Tulisan HIMASEI

Ma’paroro: Ritual Nelayan Patorani dalam Menjaga Harmoni Laut dan Tantangan Modern

OLEH: Chikadiva Priskila Putri

Nelayan patorani merupakan salah satu kelompok nelayan tradisional di Sulawesi Selatan, khususnya di wilayah pesisir Makassar, Gowa, dan Takalar. Mereka dikenal sebagai pelaut ulung yang berlayar jauh ke laut untuk menangkap

ikan terbang (torani), yang menjadi komoditas bernilai tinggi. Kehidupan patorani tidak hanya terkait dengan aspek ekonomi, tetapi juga erat dengan sistem budaya dan kepercayaan yang diwariskan turun-temurun. Tradisi inilah yang membuat keberadaan patorani memiliki ciri khas tersendiri dalam khazanah budaya maritim Nusantara.

Salah satu tradisi penting yang masih dijalankan oleh komunitas patorani adalah perayaan adat Ma’paroro. Tradisi ini berasal dari Desa Salajangki, Kabupaten Gowa, Sulawesi Selatan, dan dilakukan sebelum musim melaut tiba. Inti kegiatan berupa doa bersama, pemberian sesajen, serta ritual tolak bala. Ma’paroro bukan sekadar ritual simbolis, tetapi mencerminkan kearifan lokal nelayan dalam menjaga keseimbangan hubungan manusia dengan alam dan Sang Pencipta.

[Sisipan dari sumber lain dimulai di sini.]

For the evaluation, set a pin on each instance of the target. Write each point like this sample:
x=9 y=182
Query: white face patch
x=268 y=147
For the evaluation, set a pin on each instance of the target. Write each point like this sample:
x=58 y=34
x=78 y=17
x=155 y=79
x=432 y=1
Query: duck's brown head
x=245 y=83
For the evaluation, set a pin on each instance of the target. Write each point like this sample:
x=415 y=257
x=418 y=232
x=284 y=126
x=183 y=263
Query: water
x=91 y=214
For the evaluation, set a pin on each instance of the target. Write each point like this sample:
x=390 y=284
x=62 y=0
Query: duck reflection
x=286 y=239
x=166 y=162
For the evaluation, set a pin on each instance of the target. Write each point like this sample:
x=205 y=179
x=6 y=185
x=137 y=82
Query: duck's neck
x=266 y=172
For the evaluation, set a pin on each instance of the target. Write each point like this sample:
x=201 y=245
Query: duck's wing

Dengan melaksanakan Ma’paroro, para nelayan berharap diberi keselamatan, hasil tangkapan yang melimpah, serta terhindar dari marabahaya saat berlayar. Nilai kebersamaan, spiritualitas, dan penghormatan terhadap laut menjadi inti dari tradisi ini, yang sekaligus memperkuat identitas budaya maritim masyarakat pesisir.

Namun, di tengah arus globalisasi, tradisi seperti Ma’paroro menghadapi tantangan besar. Globalisasi membawa modernisasi perikanan, teknologi navigasi canggih, serta pola pikir yang lebih rasional dan praktis. Di satu sisi, kemajuan ini membantu nelayan patorani meningkatkan produktivitas dan memperluas jaringan pemasaran hasil tangkapannya. Namun, globalisasi berpotensi mengikis nilai-nilai kearifan lokal yang terkandung dalam ritual tradisional.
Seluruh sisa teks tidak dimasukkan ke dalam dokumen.